2.      Pop-Up Windows
Cracker dapat membuat suatu software untuk menipu user agar memasukkan username dan password miliknya dengan menggunakan pop-up window pada saat
user sedang menggunakan komputer.
3.      Websites
Cracker dapat membuat suatu website tipuan untuk menarik user agar memasukkan alamat e-mail dan password pada saat mendaftar (register) untuk memperoleh
hadiah, misalnya. Biasanya password yang digunakan oleh kebanyakan user adalah sama dengan password yang digunakan di PC kantor.
4.      Spam Email
Cracker dapat mengirimkan e-mail berisi attachment yang mengandung virus atau trojan. Virus atau trojan ini dapat dimanfaatkan untuk mengumpulkan informasi
yang terdapat di komputer user (korban).

Reverse Social Engineering
Reverse social engineering merupakan suatu bentuk social engineering tingkat tinggi.Proses yang dilakukan merupakan kebalikan dari social engineering biasa. Pada reverse social engineering cracker berusaha menciptakan suatu situasi sedemikian rupa sehingga target atau korban akan berusaha untuk menghubunginya untuk meminta bantuan, bukan sebaliknya.

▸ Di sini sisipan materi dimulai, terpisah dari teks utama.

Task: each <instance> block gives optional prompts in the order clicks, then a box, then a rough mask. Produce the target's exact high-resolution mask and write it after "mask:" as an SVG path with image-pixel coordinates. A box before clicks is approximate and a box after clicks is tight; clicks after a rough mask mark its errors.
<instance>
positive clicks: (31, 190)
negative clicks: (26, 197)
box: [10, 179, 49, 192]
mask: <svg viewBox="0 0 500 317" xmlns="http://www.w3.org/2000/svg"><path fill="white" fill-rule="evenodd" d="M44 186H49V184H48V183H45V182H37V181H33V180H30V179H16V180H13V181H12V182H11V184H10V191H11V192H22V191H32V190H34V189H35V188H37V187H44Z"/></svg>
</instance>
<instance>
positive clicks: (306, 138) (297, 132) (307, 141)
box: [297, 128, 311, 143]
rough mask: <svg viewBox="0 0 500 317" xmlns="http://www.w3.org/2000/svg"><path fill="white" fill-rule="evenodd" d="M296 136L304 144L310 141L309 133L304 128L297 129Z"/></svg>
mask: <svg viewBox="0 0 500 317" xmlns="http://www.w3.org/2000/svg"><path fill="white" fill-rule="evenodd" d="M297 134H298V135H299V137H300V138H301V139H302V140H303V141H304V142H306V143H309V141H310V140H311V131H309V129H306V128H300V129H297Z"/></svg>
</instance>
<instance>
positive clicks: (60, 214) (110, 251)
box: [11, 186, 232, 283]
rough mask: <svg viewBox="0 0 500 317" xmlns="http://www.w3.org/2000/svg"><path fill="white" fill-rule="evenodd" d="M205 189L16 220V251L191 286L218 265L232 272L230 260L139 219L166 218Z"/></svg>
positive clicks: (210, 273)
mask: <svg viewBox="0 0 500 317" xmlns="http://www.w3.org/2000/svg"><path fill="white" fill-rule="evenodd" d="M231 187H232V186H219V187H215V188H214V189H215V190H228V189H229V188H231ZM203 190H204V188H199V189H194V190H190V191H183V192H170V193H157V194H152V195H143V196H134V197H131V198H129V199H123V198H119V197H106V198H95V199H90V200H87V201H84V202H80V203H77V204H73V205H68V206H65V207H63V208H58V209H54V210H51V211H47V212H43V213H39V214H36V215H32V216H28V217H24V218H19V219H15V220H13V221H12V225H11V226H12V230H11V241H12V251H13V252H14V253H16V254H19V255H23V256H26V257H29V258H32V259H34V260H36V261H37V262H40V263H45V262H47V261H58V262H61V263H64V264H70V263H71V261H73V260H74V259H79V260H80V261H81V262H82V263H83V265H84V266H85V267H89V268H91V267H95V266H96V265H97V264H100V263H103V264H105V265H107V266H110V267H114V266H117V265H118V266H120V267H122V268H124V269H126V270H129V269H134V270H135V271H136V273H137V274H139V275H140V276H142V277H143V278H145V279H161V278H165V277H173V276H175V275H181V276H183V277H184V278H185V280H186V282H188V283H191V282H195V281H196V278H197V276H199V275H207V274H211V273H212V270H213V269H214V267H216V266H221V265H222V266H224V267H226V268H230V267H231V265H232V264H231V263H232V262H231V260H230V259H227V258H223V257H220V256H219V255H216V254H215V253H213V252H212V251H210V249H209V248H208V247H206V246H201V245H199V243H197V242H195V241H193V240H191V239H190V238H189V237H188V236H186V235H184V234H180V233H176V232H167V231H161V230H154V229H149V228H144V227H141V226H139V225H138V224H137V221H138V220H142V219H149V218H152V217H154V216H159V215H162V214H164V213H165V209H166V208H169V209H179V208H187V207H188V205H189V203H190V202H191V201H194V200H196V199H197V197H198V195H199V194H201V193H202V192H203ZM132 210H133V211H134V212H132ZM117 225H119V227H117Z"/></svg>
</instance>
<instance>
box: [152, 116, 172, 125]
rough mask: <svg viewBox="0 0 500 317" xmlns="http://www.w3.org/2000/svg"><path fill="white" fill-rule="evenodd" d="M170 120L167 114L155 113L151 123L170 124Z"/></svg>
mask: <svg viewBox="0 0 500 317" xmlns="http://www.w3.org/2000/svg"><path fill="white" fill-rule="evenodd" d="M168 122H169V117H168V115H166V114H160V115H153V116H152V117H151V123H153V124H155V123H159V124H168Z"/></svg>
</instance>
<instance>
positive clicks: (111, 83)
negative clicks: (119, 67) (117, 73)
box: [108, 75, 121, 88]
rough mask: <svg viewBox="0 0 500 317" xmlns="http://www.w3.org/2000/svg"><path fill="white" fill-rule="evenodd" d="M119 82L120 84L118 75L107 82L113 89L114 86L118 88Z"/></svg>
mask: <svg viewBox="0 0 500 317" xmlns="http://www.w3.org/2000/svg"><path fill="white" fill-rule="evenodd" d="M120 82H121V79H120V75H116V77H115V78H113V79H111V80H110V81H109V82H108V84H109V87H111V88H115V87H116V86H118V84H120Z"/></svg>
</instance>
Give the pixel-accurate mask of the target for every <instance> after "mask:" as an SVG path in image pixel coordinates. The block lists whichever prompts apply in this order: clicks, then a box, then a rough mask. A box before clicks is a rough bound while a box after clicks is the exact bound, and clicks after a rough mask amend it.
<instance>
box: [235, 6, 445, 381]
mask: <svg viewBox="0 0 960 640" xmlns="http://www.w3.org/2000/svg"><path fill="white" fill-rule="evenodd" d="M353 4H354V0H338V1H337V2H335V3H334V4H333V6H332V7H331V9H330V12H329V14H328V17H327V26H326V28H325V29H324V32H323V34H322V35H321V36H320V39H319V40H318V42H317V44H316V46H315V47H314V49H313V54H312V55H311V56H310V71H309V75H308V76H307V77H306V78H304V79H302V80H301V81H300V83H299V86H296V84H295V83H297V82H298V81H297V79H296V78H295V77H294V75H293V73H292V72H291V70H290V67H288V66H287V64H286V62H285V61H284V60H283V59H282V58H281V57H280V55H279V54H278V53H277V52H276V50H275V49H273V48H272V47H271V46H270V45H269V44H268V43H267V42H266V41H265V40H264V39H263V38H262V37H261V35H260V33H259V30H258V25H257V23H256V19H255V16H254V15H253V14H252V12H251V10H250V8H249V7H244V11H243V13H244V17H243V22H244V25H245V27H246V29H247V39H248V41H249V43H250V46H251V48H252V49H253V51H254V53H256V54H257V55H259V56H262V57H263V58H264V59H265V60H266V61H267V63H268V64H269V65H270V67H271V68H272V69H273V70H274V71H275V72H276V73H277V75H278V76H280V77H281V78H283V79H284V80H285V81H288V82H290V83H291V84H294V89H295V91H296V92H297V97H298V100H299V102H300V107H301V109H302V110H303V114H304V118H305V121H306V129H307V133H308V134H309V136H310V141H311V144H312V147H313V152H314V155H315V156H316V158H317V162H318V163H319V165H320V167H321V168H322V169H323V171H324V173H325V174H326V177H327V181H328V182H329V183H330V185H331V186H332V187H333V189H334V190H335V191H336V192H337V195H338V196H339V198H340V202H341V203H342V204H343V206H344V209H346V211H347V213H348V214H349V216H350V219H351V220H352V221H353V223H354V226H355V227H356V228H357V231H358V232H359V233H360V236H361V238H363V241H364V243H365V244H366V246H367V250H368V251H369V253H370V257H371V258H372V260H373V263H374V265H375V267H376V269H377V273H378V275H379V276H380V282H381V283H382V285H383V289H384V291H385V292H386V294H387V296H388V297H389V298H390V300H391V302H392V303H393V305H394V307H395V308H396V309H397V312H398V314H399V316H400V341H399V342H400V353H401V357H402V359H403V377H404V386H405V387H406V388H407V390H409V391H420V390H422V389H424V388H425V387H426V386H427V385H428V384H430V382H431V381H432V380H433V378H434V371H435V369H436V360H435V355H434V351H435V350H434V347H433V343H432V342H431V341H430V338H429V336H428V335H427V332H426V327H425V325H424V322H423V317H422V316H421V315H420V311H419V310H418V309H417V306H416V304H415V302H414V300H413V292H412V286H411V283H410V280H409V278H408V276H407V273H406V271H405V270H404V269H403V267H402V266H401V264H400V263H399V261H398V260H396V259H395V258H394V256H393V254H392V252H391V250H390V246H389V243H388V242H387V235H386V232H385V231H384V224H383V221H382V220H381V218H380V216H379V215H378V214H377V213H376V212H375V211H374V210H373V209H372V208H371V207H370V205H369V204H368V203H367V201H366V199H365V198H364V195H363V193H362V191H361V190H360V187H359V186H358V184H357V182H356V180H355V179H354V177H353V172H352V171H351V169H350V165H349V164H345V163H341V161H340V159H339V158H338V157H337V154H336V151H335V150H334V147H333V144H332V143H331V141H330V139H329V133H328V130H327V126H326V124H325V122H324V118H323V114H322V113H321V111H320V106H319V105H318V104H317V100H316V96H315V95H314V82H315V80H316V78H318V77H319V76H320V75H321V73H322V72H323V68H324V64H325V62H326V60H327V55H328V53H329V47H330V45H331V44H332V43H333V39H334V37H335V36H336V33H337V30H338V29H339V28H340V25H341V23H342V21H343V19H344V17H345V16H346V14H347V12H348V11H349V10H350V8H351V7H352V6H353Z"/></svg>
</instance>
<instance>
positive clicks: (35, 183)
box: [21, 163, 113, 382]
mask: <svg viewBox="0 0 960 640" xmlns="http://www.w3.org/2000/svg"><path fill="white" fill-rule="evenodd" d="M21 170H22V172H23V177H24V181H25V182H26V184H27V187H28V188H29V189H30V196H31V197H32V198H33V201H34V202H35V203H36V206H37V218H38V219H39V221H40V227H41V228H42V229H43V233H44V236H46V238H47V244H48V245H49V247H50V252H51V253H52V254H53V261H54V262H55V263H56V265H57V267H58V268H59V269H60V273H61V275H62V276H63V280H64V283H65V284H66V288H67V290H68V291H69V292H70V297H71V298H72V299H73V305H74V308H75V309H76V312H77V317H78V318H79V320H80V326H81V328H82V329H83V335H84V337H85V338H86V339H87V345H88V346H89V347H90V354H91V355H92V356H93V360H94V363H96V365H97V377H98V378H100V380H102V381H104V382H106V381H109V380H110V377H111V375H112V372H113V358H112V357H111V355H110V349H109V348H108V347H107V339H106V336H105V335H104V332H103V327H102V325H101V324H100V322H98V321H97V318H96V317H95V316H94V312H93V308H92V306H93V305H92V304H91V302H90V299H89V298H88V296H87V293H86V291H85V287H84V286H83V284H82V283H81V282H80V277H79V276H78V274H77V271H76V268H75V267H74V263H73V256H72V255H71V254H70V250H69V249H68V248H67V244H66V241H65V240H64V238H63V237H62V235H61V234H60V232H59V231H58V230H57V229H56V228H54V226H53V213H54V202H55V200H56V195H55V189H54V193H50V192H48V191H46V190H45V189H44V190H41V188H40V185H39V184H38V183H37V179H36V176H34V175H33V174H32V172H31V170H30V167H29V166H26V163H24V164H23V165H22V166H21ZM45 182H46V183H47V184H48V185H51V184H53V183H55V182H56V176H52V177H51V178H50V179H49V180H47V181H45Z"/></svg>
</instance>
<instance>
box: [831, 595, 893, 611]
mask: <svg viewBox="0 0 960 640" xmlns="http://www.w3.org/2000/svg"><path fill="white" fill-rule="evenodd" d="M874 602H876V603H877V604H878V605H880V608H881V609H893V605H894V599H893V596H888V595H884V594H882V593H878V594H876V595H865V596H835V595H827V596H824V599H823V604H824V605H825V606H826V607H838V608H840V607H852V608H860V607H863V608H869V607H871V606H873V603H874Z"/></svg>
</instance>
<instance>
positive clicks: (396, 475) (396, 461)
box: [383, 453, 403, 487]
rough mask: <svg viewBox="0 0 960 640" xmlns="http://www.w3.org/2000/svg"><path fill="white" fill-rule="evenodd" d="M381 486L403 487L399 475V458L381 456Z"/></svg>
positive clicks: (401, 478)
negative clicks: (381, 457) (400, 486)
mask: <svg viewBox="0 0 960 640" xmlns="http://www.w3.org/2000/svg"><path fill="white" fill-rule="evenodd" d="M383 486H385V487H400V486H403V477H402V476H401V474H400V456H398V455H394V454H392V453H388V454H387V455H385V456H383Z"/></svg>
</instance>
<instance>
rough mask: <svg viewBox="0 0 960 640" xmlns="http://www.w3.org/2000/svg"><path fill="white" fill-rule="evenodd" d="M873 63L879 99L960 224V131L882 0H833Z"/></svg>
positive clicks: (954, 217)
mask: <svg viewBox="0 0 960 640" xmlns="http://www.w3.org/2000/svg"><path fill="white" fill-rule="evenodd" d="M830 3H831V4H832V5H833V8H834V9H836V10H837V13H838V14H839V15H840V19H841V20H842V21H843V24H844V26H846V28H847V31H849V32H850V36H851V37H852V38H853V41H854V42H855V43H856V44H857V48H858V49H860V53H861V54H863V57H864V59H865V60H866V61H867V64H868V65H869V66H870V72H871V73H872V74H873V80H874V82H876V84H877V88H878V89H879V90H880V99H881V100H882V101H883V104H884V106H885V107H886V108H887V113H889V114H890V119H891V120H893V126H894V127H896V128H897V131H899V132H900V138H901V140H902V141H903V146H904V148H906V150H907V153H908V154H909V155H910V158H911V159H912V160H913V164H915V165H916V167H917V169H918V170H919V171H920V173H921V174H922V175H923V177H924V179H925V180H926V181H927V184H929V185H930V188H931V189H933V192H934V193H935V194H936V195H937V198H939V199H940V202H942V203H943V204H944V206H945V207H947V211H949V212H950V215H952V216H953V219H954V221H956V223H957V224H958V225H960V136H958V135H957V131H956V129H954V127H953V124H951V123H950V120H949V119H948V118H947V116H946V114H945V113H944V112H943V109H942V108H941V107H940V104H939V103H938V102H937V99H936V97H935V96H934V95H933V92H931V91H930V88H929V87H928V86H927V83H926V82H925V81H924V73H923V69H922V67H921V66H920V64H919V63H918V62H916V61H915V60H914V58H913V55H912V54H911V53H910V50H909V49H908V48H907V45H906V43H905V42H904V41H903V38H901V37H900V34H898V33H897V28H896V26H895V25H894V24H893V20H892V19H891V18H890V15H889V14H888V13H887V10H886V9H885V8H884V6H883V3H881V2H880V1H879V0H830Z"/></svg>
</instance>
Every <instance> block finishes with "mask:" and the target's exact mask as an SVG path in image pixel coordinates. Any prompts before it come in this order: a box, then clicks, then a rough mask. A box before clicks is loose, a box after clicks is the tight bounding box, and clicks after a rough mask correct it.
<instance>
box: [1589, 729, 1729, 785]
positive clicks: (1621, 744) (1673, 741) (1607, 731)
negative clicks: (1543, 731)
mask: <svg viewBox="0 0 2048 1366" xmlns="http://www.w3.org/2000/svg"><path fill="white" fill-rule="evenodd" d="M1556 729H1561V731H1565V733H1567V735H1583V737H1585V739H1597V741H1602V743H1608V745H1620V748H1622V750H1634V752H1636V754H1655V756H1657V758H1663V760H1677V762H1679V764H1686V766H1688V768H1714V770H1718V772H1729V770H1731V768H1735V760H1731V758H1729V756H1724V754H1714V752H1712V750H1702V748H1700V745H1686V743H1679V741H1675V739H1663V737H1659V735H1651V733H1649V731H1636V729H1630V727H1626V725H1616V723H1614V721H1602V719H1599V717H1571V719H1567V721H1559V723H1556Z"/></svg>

Contoh kasus, seorang cracker mengirimkan suatu virus kepada target korbannya sehingga komputer korban rusak terinfeksi oleh virus. Pada tahap ini, korban akan berusaha untuk mencari bantuan dan sang cracker menyamar sebagai seorang dari tim support yang berusaha memberikan bantuan. Target kemudian secara tidak sadar akan mengikuti semua perintah atau petunjuk dari cracker yang akan memudahkan cracker tersebut mengumpulkan informasi.